Does anyone believe in nationalist myths? The reason we prefer nations is simply because the alternative - empires or whatever, or some cosmopolitan capitalism - are bothersome

>> No.17429262

>>17429218
The reason 'we prefer' nations is because feudal monarchy was literally decapitated and we had to do something with the newly escheated property formerly belonging to the crown without a head.
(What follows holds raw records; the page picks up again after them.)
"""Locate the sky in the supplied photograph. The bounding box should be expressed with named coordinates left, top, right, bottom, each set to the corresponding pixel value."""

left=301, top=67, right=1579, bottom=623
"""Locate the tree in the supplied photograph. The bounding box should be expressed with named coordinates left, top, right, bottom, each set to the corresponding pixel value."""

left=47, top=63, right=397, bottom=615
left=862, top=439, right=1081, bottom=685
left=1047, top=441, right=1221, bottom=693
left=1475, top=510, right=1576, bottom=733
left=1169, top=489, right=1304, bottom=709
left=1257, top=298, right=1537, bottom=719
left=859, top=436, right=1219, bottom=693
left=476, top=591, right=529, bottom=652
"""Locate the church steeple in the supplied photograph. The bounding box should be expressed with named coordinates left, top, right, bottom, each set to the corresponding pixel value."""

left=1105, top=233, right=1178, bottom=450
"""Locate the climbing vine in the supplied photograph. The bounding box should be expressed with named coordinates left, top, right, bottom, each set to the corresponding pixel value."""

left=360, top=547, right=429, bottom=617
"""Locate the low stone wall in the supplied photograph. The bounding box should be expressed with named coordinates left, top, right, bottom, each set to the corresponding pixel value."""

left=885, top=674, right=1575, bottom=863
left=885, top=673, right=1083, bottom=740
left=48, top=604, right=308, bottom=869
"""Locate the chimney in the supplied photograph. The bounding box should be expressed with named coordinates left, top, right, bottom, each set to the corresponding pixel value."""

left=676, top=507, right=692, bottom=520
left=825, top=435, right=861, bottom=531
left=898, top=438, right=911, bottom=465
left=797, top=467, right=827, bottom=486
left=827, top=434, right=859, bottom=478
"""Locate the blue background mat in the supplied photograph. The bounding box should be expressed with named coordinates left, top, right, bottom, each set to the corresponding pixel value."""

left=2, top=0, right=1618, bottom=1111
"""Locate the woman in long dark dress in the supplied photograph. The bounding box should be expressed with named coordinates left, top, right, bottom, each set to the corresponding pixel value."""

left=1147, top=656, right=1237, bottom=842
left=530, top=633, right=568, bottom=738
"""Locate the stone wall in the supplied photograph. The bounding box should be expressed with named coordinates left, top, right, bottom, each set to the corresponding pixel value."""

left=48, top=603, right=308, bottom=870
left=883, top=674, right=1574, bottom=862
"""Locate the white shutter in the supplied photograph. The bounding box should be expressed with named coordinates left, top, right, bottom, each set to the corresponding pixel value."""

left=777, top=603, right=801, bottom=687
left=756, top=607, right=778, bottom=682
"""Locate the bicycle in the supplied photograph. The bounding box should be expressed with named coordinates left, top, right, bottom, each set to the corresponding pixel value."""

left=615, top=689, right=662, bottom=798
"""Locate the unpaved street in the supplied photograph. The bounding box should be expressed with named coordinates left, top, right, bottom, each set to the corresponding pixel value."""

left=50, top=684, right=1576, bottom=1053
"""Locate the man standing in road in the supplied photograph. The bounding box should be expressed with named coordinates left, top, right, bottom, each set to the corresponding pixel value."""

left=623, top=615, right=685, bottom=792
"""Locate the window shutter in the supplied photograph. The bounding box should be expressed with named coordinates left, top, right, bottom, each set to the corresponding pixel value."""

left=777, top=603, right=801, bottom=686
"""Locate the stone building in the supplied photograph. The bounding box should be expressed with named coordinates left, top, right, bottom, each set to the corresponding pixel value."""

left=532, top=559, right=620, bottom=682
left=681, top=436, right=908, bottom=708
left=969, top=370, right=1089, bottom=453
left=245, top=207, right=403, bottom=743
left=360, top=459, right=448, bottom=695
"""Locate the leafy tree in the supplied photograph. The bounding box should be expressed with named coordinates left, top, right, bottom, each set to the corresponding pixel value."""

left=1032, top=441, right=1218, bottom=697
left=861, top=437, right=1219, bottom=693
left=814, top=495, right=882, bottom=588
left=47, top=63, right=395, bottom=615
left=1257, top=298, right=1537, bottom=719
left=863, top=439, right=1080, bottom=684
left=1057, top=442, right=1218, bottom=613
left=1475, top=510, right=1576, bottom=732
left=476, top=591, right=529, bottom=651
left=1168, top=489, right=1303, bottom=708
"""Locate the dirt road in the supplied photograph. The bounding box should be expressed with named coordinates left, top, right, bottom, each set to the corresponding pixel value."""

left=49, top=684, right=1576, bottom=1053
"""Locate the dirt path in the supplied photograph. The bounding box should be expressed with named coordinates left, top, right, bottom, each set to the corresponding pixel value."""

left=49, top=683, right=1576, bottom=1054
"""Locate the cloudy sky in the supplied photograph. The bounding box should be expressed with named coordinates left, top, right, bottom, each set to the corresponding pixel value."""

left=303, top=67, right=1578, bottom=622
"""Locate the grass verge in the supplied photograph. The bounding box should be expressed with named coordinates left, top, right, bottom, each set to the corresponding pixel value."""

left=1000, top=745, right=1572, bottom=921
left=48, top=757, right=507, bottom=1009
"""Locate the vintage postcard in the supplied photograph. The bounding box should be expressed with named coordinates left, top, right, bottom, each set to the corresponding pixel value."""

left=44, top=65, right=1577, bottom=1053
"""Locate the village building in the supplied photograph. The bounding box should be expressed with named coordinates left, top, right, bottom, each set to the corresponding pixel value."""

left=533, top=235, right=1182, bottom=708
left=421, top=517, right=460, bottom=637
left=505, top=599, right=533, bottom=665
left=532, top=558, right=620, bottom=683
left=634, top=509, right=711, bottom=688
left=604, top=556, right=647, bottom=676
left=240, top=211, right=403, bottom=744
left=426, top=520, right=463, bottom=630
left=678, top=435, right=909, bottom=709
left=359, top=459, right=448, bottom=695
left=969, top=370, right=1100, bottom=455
What if all these subject people were just one big family? (Ignore the fact that we just threw dad down a flight of stairs or that the cousins from the south are unintelligible to us, we can fix that using some of dad's old fiat decrees that used to be backed by god).

>> No.17429464

>>17428785
yeah, you actually have to be taught that you do through use of national mass media

>> No.17429483

>>17429029
if anything it's righty, since it's arguing that local regional community is real in a way that national identity is not

>> No.17429498

>>17429218
most people prefer regionalism, nationalism only comes to the fore with the (cultivated) perception of external threats

>> No.17429528

>>17428740
very interesting lets see what else is imagined
>imagined rights
oof gays
>imagined cultures
oof jews
>imagined social norms
oof this dick
>imagined sense of identity
oof a unified cohesive self with longterm interests
>imagined moral systems
oof Rawls

>> No.17429535

>>17429528
>Rights, cultures, morality, and norms aren't constructed within social relations

>> No.17429554

>>17429535
>social relations aren’t constructed within social relations
>claiming something is constructed within social relations in any way having any significance
>implying the least socially constructed thing is genetically informed ethnic clusters inhabiting close territories and united by marital ties extending back millennia

>> No.17429621

>>17428740
Yes.

>> No.17429652

>>17429554
>>social relations aren’t constructed within social relations
They are.
>>claiming something is constructed within social relations in any way having any significance
It's significant insomuch that it conveys the idea that there is no ethereal quality to these things, the social construction argument is at it's core a teleological argument.
>>implying the least socially constructed thing is genetically informed ethnic clusters inhabiting close territories and united by marital ties extending back millennia
I think you worded this poorly but what you're saying is that the origin of culture is race and it's therefore not fully a social construction. Am I right or am I mistaken in assuming that' what you mean here?

>> No.17429659

>Only individualism actually matters but actually wait nah thats bad too

>> No.17429666

>>17429659
That isn't what the book is saying, read it before you critique it. The book has flaws but you're only making it look more accurate by reacting in this overly emotional manner.

>> No.17429754

>>17428740
Read Azar Gat's NATIONS for another take on this.

>> No.17430361

>>17428785
His whole point is that you don't share those things with a significant portion of your countrymen and that you are conditioned into thinking that you do by (((the state)))

>> No.17430368

>>17428980
Anderson would argue that one in which you actually know everyone (like a rural village) is real

>> No.17430374

>>17429059
>evil and stupid
What? He explicitly states that "imagined" doesn't mean bad and that nations are ultimately useful ideological tools

>> No.17430386

>>17429059
This but unironically

>> No.17430404

>>17428740
He's right, but I'm not sure if it's as grandiose a claim as people in this thread are making it out to be. His theory is essentially an extension of Alfred Schutz's social phenomenology, which I highly recommend reading. Everyone acts according to an implicit understanding of their social world; even banal actions like checking the mail involve an intersubjective relation to contemporary "Others", most of whom you will never interact with, but nevertheless influence you anonymously. So in the case of nationalism, Anderson is correct to describe its phenomenology in terms of the anonymous social relation (readers of Heidegger will know this as "das Man"), but it is by no means exceptional.